すぐさまエリックのところへ飛んでいく。ありがたいことに、彼は酒を固辞していてすぐに反応してくれた。

「どうしました?」

《シャーリーがお酒を飲んじゃったの。あの子、お酒は生まれて初めてだからなにが起こるか……》

「……わかりました、行きます」

エリックはダル絡みする用心棒たちをどうにか撒いて、シャルロットがいるテーブルの端まで来た。

シャルロットはジョッキを抱えたまま俯いていた。長い髪のせいで表情は窺えない。

「シャルロット、どうしました?」

《シャーリー、エリックを連れてきたわよ》

二人で呼びかけるが反応しない。エリックは用心棒の女性らを見た。

「すみません、精霊に呼ばれてここに来たんですけど、どうかしたんですか?」

エリックが訊ねると、女性たちは気まずそうに顔を見合わせた。

「それが、お酒を勧めたら、一口でこうなっちゃって……」

「もしかして、お酒に弱い人だった?」

「お酒自体が初めてだったようなので、どうなるかはなんとも……」

その時、ゆっくりとシャルロットが顔を上げた。ほんの少しだけなのでまだ完全に表情は見えない。

だが、頬に涙の痕のようなものが見えた。

「しゃ、シャルロット?」

エリックがつっかえながら訊ねる。

シャルロットはそれに応えず、手にしたジョッキを静かに傾けた。

こきゅ、こきゅ、と喉が動く。

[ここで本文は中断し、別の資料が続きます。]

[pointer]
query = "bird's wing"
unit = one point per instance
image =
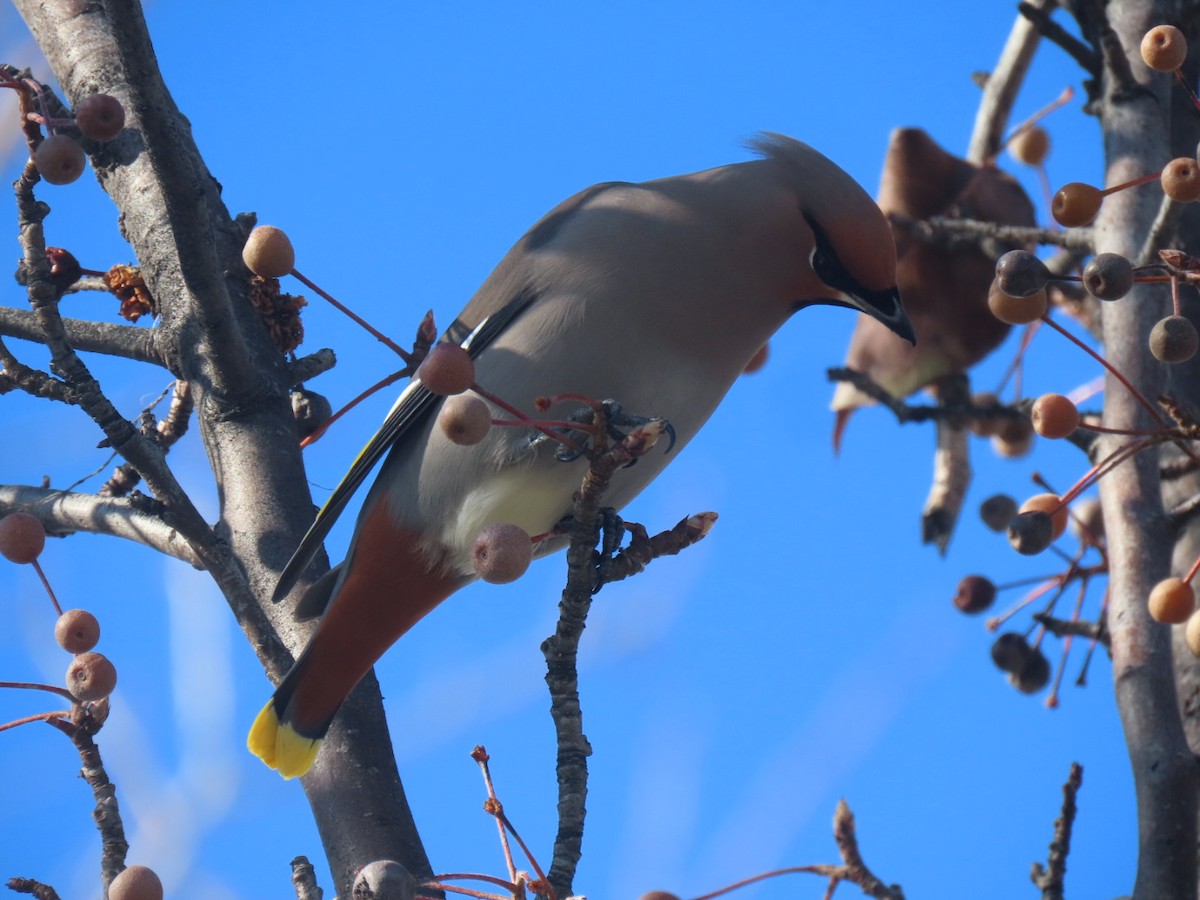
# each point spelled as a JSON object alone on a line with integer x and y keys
{"x": 409, "y": 408}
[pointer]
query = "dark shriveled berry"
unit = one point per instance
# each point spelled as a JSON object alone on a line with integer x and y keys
{"x": 975, "y": 594}
{"x": 997, "y": 511}
{"x": 1035, "y": 675}
{"x": 1030, "y": 533}
{"x": 1108, "y": 276}
{"x": 1009, "y": 652}
{"x": 1174, "y": 340}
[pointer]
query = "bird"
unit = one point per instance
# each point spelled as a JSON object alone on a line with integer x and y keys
{"x": 652, "y": 294}
{"x": 945, "y": 288}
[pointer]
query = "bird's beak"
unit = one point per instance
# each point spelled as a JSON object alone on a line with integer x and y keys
{"x": 885, "y": 306}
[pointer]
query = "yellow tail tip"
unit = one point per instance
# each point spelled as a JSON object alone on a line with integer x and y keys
{"x": 280, "y": 745}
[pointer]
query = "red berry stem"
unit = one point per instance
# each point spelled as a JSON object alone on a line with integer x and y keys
{"x": 1134, "y": 183}
{"x": 36, "y": 718}
{"x": 379, "y": 385}
{"x": 46, "y": 583}
{"x": 1137, "y": 394}
{"x": 36, "y": 687}
{"x": 378, "y": 335}
{"x": 1182, "y": 81}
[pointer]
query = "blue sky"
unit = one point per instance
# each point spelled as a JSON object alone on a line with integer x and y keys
{"x": 805, "y": 651}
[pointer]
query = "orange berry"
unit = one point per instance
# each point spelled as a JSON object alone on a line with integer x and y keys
{"x": 100, "y": 117}
{"x": 22, "y": 538}
{"x": 59, "y": 160}
{"x": 447, "y": 370}
{"x": 465, "y": 419}
{"x": 1164, "y": 48}
{"x": 1075, "y": 204}
{"x": 1018, "y": 310}
{"x": 136, "y": 882}
{"x": 502, "y": 552}
{"x": 1181, "y": 179}
{"x": 1054, "y": 415}
{"x": 1171, "y": 601}
{"x": 268, "y": 252}
{"x": 77, "y": 630}
{"x": 1053, "y": 507}
{"x": 90, "y": 676}
{"x": 1030, "y": 145}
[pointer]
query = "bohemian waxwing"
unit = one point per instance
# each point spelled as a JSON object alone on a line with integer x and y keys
{"x": 654, "y": 295}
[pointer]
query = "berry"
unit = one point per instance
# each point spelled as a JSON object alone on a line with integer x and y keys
{"x": 90, "y": 676}
{"x": 59, "y": 160}
{"x": 1053, "y": 507}
{"x": 1108, "y": 276}
{"x": 997, "y": 511}
{"x": 268, "y": 252}
{"x": 502, "y": 552}
{"x": 1018, "y": 310}
{"x": 1035, "y": 675}
{"x": 975, "y": 594}
{"x": 22, "y": 538}
{"x": 1089, "y": 515}
{"x": 1181, "y": 179}
{"x": 1164, "y": 48}
{"x": 310, "y": 411}
{"x": 1075, "y": 204}
{"x": 1020, "y": 274}
{"x": 77, "y": 630}
{"x": 465, "y": 419}
{"x": 990, "y": 425}
{"x": 1015, "y": 438}
{"x": 1171, "y": 601}
{"x": 1031, "y": 532}
{"x": 447, "y": 370}
{"x": 100, "y": 117}
{"x": 385, "y": 880}
{"x": 1054, "y": 415}
{"x": 759, "y": 360}
{"x": 1009, "y": 652}
{"x": 1174, "y": 340}
{"x": 136, "y": 882}
{"x": 1030, "y": 145}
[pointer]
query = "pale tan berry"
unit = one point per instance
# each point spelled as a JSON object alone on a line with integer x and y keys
{"x": 1054, "y": 415}
{"x": 465, "y": 419}
{"x": 1171, "y": 601}
{"x": 1108, "y": 276}
{"x": 975, "y": 594}
{"x": 447, "y": 370}
{"x": 100, "y": 117}
{"x": 22, "y": 538}
{"x": 136, "y": 882}
{"x": 1053, "y": 507}
{"x": 1181, "y": 179}
{"x": 59, "y": 160}
{"x": 90, "y": 676}
{"x": 1018, "y": 310}
{"x": 1075, "y": 204}
{"x": 1164, "y": 48}
{"x": 1031, "y": 532}
{"x": 1030, "y": 145}
{"x": 1174, "y": 340}
{"x": 77, "y": 630}
{"x": 502, "y": 552}
{"x": 268, "y": 252}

ジョッキと一緒に顔もゆっくりと上がっていく。

両目からはらはらと涙を流していた。瞳は硝子玉のようになんの感情も映していない。

シャルロットは一度もジョッキを下ろすことなく、時間をかけて酒を飲み切った。

「…………」

ことん、とジョッキがテーブルに置かれる。

《ええと、シャーリー?》

ロゼットが控えめに訊ねる。

《その……お酒、初めてだったんでしょう? 大丈夫?》

シャルロットがゆっくりとロゼットの方を見る。涙は止まらない。

「……お母様」

ぞっとするほど澄んだ声で彼女は言った。